6 thoughts on ““Postfeminism and Other Fairy Tales”

  1. Our culture definitely discourages women from independence. Although, I don’t care much about the insults thrown at Hillary because she is a politician. You can’t throw too many insults at a politician, in my opinion. ;)

    Anyway, it would be nice if the younger generation recognizes the restrictiveness of gender roles in society and the unfair socioeconomic limitations put on women by our culture and other social institutions. I think they do not because the grade schools teach a very unrealistically positively patriotic view of the country. A book I like about that subject is “Lies My Teacher Told Me.”

    Anyway, I like the way Pollitt described it in the quote in your post: “…the everyday insults — shrill, strident, angry, ranting, unattractive — that are flung at any vaguely liberal mildly feminist woman who shows a bit of spirit and independence, who puts herself out in the public realm, who doesn’t fumble and look up coyly from underneath her hair and give her declarative sentences the cadence of a question.” It’s a shame that it’s true, but she explained it elegantly in my opinion.

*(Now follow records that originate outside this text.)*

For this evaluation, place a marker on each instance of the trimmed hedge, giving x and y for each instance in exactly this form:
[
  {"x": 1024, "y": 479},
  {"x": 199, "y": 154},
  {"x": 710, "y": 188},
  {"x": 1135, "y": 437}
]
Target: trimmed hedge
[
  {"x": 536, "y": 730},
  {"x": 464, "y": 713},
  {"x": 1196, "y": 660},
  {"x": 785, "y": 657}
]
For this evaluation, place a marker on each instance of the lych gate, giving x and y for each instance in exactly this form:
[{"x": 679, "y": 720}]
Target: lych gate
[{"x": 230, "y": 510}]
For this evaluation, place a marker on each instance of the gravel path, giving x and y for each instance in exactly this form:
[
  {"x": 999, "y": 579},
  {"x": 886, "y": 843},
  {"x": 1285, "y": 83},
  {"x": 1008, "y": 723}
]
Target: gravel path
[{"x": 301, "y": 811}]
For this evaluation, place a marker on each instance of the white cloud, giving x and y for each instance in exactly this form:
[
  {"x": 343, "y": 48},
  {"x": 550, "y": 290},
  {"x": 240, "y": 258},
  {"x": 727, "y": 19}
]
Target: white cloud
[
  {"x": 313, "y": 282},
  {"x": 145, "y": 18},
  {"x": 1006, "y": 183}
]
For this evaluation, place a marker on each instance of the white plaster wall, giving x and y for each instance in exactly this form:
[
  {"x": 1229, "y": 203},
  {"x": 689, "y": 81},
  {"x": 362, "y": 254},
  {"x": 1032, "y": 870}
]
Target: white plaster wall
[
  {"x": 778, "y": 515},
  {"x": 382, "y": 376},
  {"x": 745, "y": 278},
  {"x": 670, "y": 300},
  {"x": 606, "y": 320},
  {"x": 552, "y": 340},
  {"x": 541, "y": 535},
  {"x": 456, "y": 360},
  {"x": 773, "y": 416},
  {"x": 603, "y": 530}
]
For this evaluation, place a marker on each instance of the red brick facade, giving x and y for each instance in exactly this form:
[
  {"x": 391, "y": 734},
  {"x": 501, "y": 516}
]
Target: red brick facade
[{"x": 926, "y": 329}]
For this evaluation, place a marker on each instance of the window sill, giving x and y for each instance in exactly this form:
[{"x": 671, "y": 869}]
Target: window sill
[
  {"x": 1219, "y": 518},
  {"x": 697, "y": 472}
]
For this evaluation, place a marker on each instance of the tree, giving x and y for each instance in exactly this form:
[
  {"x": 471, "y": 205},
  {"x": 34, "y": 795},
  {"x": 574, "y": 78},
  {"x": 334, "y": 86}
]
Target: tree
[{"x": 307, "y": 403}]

  2. Re-reading this post after reading about the lingerie superbowl makes me realize how much work we still have to do. Maybe it’s more difficult to mobilize if the discrimination isn’t as blatant anymore (though lingerie bowls seem rather sexist to me!). To quote from the NYT article: “But some also argue that the media is not as quick to recognize misogyny as it is to recognize racism. ‘The media is on eggshells about race, but has blinders on about sex and gender stereotyping,’ said Ms. Goldberg of Columbia.” How can we use all this to raise consciousness again and get through the complacency (of course, there are some positive signs that seem to point to some awakening in the younger generation…)?

  3. Thanks, Rachel. Great points. I’m not sure what to do, to be perfectly frank, but I think all of us together are taking action in a number of spheres, which is what is necessary. I don’t think it’s enough in the short term.

  4. Thoughtful insights. It is easy to forget about the struggles of the past and not fully appreciate how far we’ve come.

    One thing that I think is sort of cool, though…employment still has its discrimination, but women entrepreneurs are one of the largest groups opening up more small businesses than any other, worldwide. I run a blog that supports the female entrepreneur and the response has been tremendous. So, if the boys club won’t play, we’ll build a successful world anyway. :-) Power to the women!

    Vicki Flaugher

    p.s. I read recently where a huge majority of women believed in equal pay, access, etc. yet none of them wanted to be called a feminist. What’s up with that? Maybe we need to invent a new word to describe women who believe in equality, fairness, etc. Any suggestions?

  5. Vicki,
    Nice question about the term “feminist.” Given the effectiveness of the right wingers at villifying anything, I’m afraid a new term would soon carry the same negativity for a lot of women.